- First Battle of Mora: Part of the Taos Revolt Mexican–American War
| Date | January 24, 1847 |
| Location | Mora, New Mexico |
| Result | Mexican tactical victory |

Belligerents
- United States: Mexico

Commanders and leaders
- Capt. Israel R. Hendley †: unknown militia leaders

Casualties and losses

= First Battle of Mora =

The First Battle of Mora was part of the Taos Revolt of the Mexican–American War, between United States Army troops under Captain Israel R. Hendley, versus a militia of Hispanos (acting as Mexican nationals) and Puebloan allies in US-occupied northern New Mexico. The short skirmish took place on January 24, 1847, in and around the village of Mora, resulting in a US Army defeat and the death of Hendley and several of his men.

==Background==
The rebellion began in Don Fernando de Taos on January 19, 1847, with the assassination of Governor Charles Bent and a local sheriff, judge, and lawyer, followed by the January 20 killing of at least half a dozen defenders of a mill near Taos, and seven or eight American merchants traveling through Mora to Missouri. Also on January 20, US Army Captain Israel R. Hendley of the Second Missouri Volunteers learned of the insurrection while in command of the grazing detachment along the Pecos River, and took possession of Las Vegas with 250 men, where the insurgents were beginning to gather. On January 22, Hendley learned that the insurgents had gathered a force of 150 or more men in Mora, where he headed with 80 of his men, the rest staying behind in Las Vegas.

==Battle==
On January 24, Hendley arrived in Mora and "found a body of Mexicans under arms, prepared to defend the town". His men were attacked by the Mexicans who fired from the windows of their houses and from the loop-holes of an old fort nearby. While pursuing the rebels this fort, Hendley was shot and killed. Lacking artillery and senior leadership, the Americans then retreated with 17 prisoners (to be tried for treason, as eastern New Mexico was nominally US territory under the US provisional government of New Mexico). Among the wounded were US Army personnel surnamed Waldo, Noyes, and Culver. The opposing militia reported around 25 dead and an unknown number injured.

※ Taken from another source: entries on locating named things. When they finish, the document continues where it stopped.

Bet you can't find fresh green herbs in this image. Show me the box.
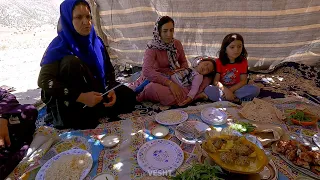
[289,111,311,121]
[171,162,223,180]
[230,122,256,133]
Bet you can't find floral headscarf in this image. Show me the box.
[147,16,180,70]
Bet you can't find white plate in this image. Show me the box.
[201,107,228,125]
[137,139,184,174]
[312,133,320,148]
[100,135,120,148]
[174,121,211,144]
[151,125,169,138]
[36,149,93,180]
[93,173,114,180]
[155,109,188,125]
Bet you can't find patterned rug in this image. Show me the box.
[250,62,320,104]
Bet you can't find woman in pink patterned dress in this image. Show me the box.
[132,16,211,105]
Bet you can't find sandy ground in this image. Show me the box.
[0,0,61,103]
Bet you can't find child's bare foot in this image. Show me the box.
[195,92,208,100]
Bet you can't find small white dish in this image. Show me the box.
[100,135,120,148]
[151,125,169,138]
[312,133,320,148]
[93,173,114,180]
[174,121,211,144]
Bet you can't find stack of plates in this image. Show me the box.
[201,107,228,125]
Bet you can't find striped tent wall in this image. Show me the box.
[90,0,320,70]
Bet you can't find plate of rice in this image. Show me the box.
[36,149,93,180]
[155,109,188,125]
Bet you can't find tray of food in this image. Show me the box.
[272,140,320,179]
[202,135,269,174]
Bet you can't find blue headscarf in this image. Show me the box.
[40,0,106,86]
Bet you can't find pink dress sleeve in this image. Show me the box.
[142,49,168,86]
[188,74,203,99]
[174,39,189,68]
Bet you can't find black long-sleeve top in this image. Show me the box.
[38,48,116,102]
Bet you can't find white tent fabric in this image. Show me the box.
[91,0,320,70]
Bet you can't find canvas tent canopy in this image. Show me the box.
[89,0,320,70]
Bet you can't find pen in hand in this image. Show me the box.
[83,83,122,108]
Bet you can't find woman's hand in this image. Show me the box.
[169,81,183,103]
[103,90,117,107]
[223,88,236,101]
[178,96,192,106]
[0,118,11,148]
[77,91,103,107]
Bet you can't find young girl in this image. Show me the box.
[135,56,216,106]
[204,33,260,103]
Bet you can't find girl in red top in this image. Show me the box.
[204,33,260,102]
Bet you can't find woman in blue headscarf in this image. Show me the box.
[38,0,136,129]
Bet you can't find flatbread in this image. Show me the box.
[240,98,286,123]
[45,154,92,180]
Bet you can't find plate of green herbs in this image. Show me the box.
[170,162,223,180]
[230,122,256,133]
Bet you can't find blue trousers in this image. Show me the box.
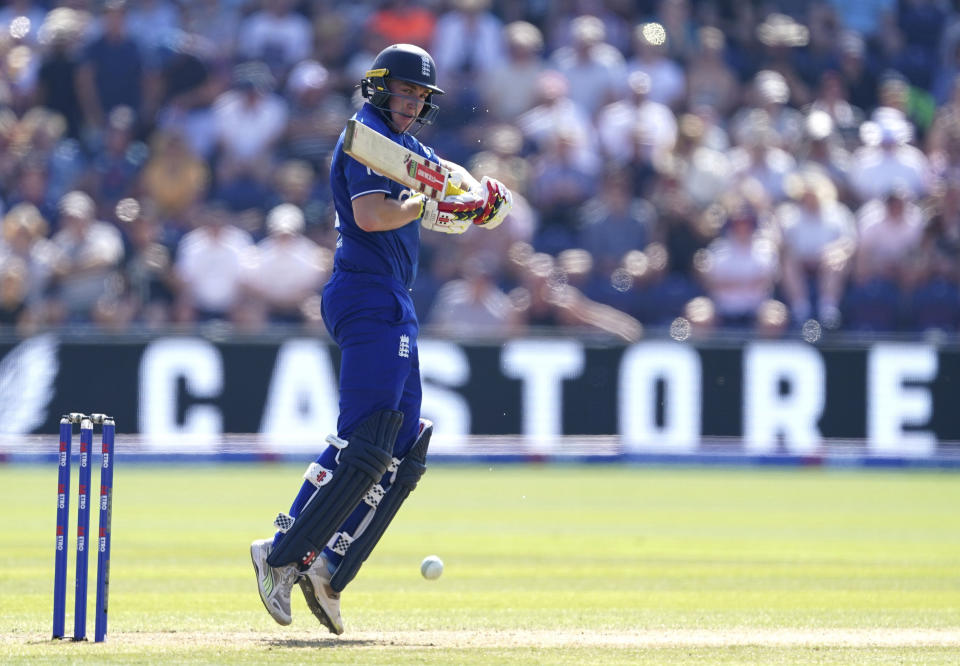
[277,272,422,565]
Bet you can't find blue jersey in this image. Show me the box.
[330,104,439,289]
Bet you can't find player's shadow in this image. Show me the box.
[264,637,382,648]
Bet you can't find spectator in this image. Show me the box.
[236,0,313,80]
[850,112,931,201]
[687,26,740,116]
[627,23,687,108]
[427,250,519,339]
[511,253,643,342]
[597,71,677,164]
[517,70,599,171]
[807,70,865,146]
[273,160,337,248]
[366,0,443,49]
[180,0,241,66]
[530,130,597,253]
[150,32,228,158]
[0,257,29,331]
[90,106,148,217]
[551,16,626,117]
[797,110,853,203]
[840,31,877,110]
[0,203,58,323]
[244,204,333,324]
[901,180,960,331]
[52,191,123,324]
[141,132,210,224]
[0,0,47,46]
[776,172,857,328]
[35,7,86,139]
[478,21,544,122]
[427,0,504,77]
[174,201,254,323]
[213,62,288,210]
[700,205,778,328]
[731,69,803,150]
[579,172,656,276]
[283,60,353,169]
[127,0,180,62]
[77,0,145,144]
[843,185,924,331]
[118,199,177,328]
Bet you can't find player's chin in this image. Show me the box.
[393,114,415,132]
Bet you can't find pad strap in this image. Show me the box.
[330,419,433,592]
[267,410,403,567]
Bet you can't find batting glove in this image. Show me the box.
[473,176,513,229]
[410,192,484,234]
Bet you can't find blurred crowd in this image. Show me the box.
[0,0,960,340]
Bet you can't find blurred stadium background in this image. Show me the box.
[0,0,960,466]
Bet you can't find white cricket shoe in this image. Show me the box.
[250,537,300,625]
[299,554,343,636]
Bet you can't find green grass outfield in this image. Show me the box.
[0,457,960,664]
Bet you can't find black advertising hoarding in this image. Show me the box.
[0,335,960,458]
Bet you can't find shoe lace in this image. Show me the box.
[279,565,300,587]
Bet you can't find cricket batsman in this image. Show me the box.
[250,44,512,634]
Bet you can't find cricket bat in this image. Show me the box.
[343,119,464,201]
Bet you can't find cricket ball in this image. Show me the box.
[420,555,443,580]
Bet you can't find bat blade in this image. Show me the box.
[343,119,462,201]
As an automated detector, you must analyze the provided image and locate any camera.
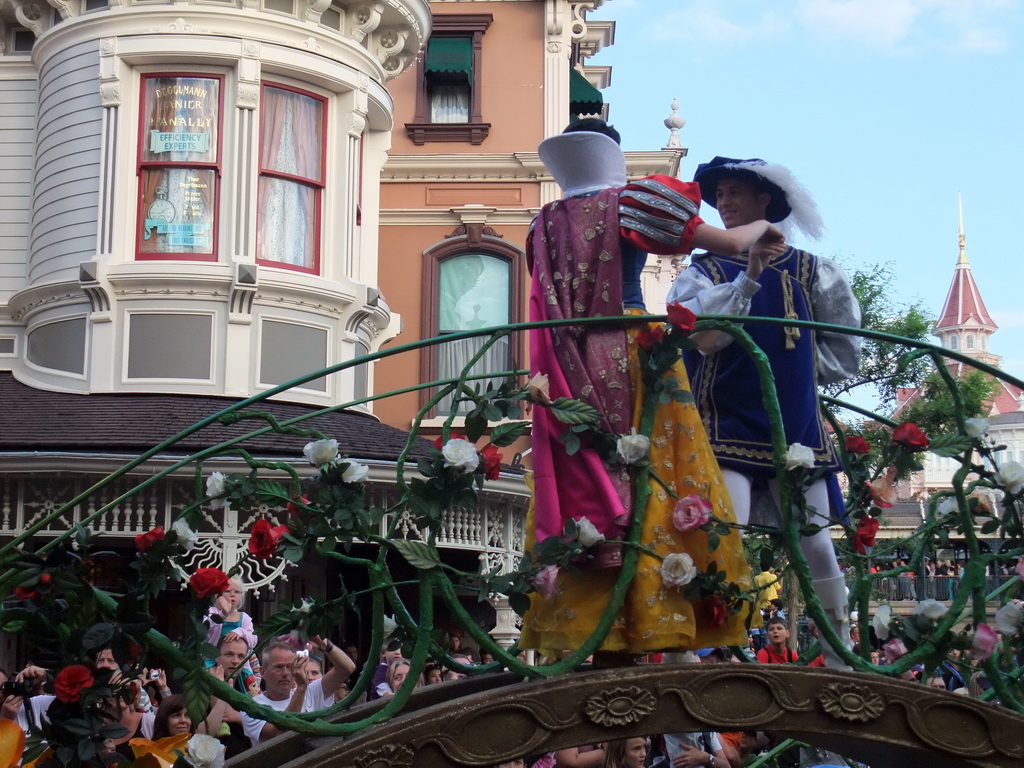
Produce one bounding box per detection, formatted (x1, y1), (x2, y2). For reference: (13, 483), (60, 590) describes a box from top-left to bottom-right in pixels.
(0, 680), (35, 696)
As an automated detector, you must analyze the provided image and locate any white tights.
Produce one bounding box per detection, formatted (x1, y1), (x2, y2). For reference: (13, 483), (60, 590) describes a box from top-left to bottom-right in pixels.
(722, 467), (842, 582)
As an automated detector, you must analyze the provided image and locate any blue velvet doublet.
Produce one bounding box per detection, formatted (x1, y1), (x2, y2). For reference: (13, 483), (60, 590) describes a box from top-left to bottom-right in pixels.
(684, 248), (840, 477)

In 1878 Lieutenant Colonel Philip St. George Cooke, of the US Army of the West, reported the battle thus:

At the handsome village of Mora, eighteen miles west of the present Fort Union, eight Americans were murdered. January 22d, Capt. Hendley, Second Missouri Volunteers, marched there from Vegas the 24th, with eighty men; he found it occupied by above one hundred and fifty men; he engaged with a number, attempting to enter the town, who were supported by a sally; he then assaulted the town; he penetrated from house to house, some of which were destroyed and into one end of their fort, where he was killed and several were wounded. Lieut. McKarney then – apprehending the return of from three hundred to five hundred men, who had left there that day for Pueblo – withdrew, and marched back to Las Vegas, with fifteen prisoners; he reported fifteen to twenty of the enemy slain.

==Aftermath==
It is unknown why Hendley chose to march with inferior numbers and no artillery against such a large force. As Colonel Cooke indicates, the sense on the American side was that the death of Hendley and his men was in some way an unprovoked injustice that had to be answered.

The Americans returned in force for revenge a week later. Under Capt. Jesse I. Morin, and with artillery, they razed the town to the ground on February 1 in the Second Battle of Mora.